I never wanted to be a Boy Scout or go camping. There’s no need to sleep on the ground. It’s cold, lumpy and smells like dirt. Why do people feel the need to pitch a tent and cook over an open fire? There are plenty of hotels with twenty-four-hour room service for everyone. Give me a hotel room with a patio. That’s camping 101.

Roughing it is forgetting to pack your toothbrush, and having to purchase one in the hotel gift shop. I can’t even fathom collecting leaves in the forest to clean yourself when the call of nature comes. For me, it’s a challenge dealing with one-ply in a public restroom.

I’m not meant for the wilderness, and it’s ironic that I live in a house surrounded by a couple of acres of woods. The sense of seclusion is great, but I’m in alien territory. There was no owner’s manual for what was waiting beyond the edge of my lawn.

When you clear a wooded area to build a home the creatures that were living there have to relocate. A word to the wise – don’t piss off displaced woodland animals. They will reclaim their land with a vengeance.  It’s like I’m living over the burial ground from Poltergeist.

I’ve battled a ground hog who thought my herb garden was the Old Country Buffet and the hot tub cover was the Lido Deck on the Love Boat. There’s been a flock of wild turkeys resting on my deck chairs, a mouse that thinks it’s Spiderman, and squirrels who are slowly driving me insane by rolling nuts across the roof at 6 AM.

Nature is exhausting and there are way too many species of everything. I’m not a botanist and never cared to be one. Guests ask me what type of trees are on the property, and all I can say is, “the kind with bark and green leaves.” I don’t know the difference between an elm, sycamore, poplar, cedar or any other varieties. If I wanted to find a maple specimen, I’d drive to IKEA.

My consistent goal is to keep the outdoors a backdrop to my double-paned windows. I like a view not an immersive experience. There’s no reason for me to find out what it’s like to have a rash or welts from hiking through the forest. That’s why there’s a show called Survivor.
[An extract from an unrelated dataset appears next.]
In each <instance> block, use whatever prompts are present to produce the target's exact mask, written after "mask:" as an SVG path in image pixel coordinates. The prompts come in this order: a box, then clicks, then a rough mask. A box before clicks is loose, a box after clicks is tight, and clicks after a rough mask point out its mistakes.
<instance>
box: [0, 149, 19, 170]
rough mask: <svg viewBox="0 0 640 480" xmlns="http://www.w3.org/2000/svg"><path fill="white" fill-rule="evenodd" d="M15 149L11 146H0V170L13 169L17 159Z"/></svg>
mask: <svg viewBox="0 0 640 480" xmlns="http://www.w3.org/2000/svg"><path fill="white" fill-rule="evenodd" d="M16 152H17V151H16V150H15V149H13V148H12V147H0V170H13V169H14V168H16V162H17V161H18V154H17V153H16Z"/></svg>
There’s a way to help combat global warming and save the planet – stay inside. Leave nature alone. It’s pretty, but it’s not meant to be tampered with. If I want to walk among some trees and plants, I go to the mall. That’s why there are open air retail outlets and town centers. You can get the fresh smell of the pine from the tree planted next to Old Navy.

Cave dwelling is over. We don’t need to comingle with nature’s elements. Stay inside and enjoy the grandeur of our beautiful planet on your 60” Smart TV.  If anyone still has an urge to slip on a backpack and sleep under the stars, don’t invite me. I’ll be busy lighting my fireplace with a remote and cozying up to a bottle of Allegra.